Introducing Multimedia Scientific Publishing and the New HSF
(#1998-52546 ... May 29, 1998)
Mark M. Levinson, M.D.
Chief of Cardiothoracic Surgery, Hutchinson Hospital, Hutchinson Kansas
EDITORIAL
It is an exceptional honor to introduce the printed and multimedia versions of The Heart Surgery Forum®. This inaugural printing takes place nearly 3 years after the inception of the HSF Internet site on the World Wide Web at http://www.hsforum.com/. In this short time, the Forum has utilized the Internet to integrate the minds and experiences of surgeons from over 65 countries. Services offered over the Web site include a peer reviewed online scientific journal and discussion lists which bring the latest in issues and answers to every surgeon regardless of location on the globe. As we launch this version of the HSF in print and multimedia CD-ROM, the natural question is: why another journal for cardiothoracic surgery? There are excellent publications already, each of which has a long tradition of service and excellence for the profession. In this first Editorial, I hope to portray my vision for the HSF and the raison d'etre of the Heart Surgery Forum®.
Communication is power. Information is power. For the practicing surgeon, there is nothing more powerful than understanding what succeeds and avoiding what fails. Every surgeon seeks to know how to apply his/her craft with steadily improving results. To accomplish this on a daily basis requires experience, wisdom, and the benefits of other surgeons trial and error. We are all hungry to know what has worked for others and what will work tomorrow. In the past, we have gathered this fruit from many trees, usually from conferences, discussions with colleagues, and our traditional publications.
Until now there were real limits on how much and what kind of information could be presented clearly in printed journals. Technology offers new capacities and abilities. The birth of the Internet is one of those rare technological revolutions that makes new things happen on a large scale. The transmission of digital information over ordinary phone lines has created a true revolution in communication, probably the single biggest revolution in human interaction since the invention of the television.
With the creation of user-friendly software to navigate the Internet, a new way of commerce and information sharing is available to the whole globe. Medicine is a natural ally of this new medium. In early February of 1995, I took a personal tour of the existing Internet looking specifically for information about cardiothoracic surgery. There was nothing. However, the amazing the potential of this new environment was easy to appreciate. Full color images, sound, instantaneous access to free information, rapid communication across time zones and geographic barriers. The opportunity to accelerate the educational process of cardiothoracic surgery was right there in front of me. Over the next six months, I programmed the first version of The Heart Surgery Forum® Web site. Initially somewhat crude compared to todays standards, the first site was none-the-less a genuine breakthrough for many surgeons and their fortunate patients. The growth has been tremendous, paralleled only by the meteoric growth of the Internet itself.

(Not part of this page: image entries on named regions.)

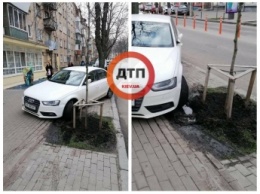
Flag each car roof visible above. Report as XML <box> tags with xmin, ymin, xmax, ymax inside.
<box><xmin>132</xmin><ymin>14</ymin><xmax>171</xmax><ymax>23</ymax></box>
<box><xmin>64</xmin><ymin>66</ymin><xmax>104</xmax><ymax>72</ymax></box>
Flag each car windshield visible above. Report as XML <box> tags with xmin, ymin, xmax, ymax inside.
<box><xmin>132</xmin><ymin>21</ymin><xmax>174</xmax><ymax>47</ymax></box>
<box><xmin>50</xmin><ymin>70</ymin><xmax>86</xmax><ymax>86</ymax></box>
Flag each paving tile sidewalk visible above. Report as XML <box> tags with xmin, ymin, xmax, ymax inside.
<box><xmin>132</xmin><ymin>64</ymin><xmax>256</xmax><ymax>191</ymax></box>
<box><xmin>132</xmin><ymin>117</ymin><xmax>256</xmax><ymax>191</ymax></box>
<box><xmin>4</xmin><ymin>90</ymin><xmax>127</xmax><ymax>191</ymax></box>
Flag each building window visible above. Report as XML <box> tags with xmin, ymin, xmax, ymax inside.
<box><xmin>36</xmin><ymin>4</ymin><xmax>41</xmax><ymax>17</ymax></box>
<box><xmin>8</xmin><ymin>5</ymin><xmax>26</xmax><ymax>31</ymax></box>
<box><xmin>44</xmin><ymin>11</ymin><xmax>50</xmax><ymax>18</ymax></box>
<box><xmin>35</xmin><ymin>53</ymin><xmax>42</xmax><ymax>71</ymax></box>
<box><xmin>28</xmin><ymin>25</ymin><xmax>32</xmax><ymax>37</ymax></box>
<box><xmin>9</xmin><ymin>6</ymin><xmax>14</xmax><ymax>26</ymax></box>
<box><xmin>37</xmin><ymin>29</ymin><xmax>42</xmax><ymax>41</ymax></box>
<box><xmin>14</xmin><ymin>9</ymin><xmax>19</xmax><ymax>28</ymax></box>
<box><xmin>3</xmin><ymin>51</ymin><xmax>33</xmax><ymax>75</ymax></box>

The original HSF Web site was designed with two simultaneous tracks of information. The first track was for the lay public who came to find information on cardiac surgery that could be understood without the confusion of technical language. This paradigm is best illustrated by The Learning Center (www.hsforum.com/learningctr) which covers various topics on heart surgery for non-medical audiences. The second, and most important, track of the HSF Web site is the professional journal. The Web offers the unique opportunity to present limitless text and color graphics. It was clear from my first prototype manuscripts that the Web was multipotent. Whereas traditional journals had to incur significant expense to publish color photographs, the Web could offer them for free. Suddenly the eye of the surgeon (or the surgeons camera) became the teacher. No longer would manuscripts be held captive by the limitations of line drawings or artists sketches.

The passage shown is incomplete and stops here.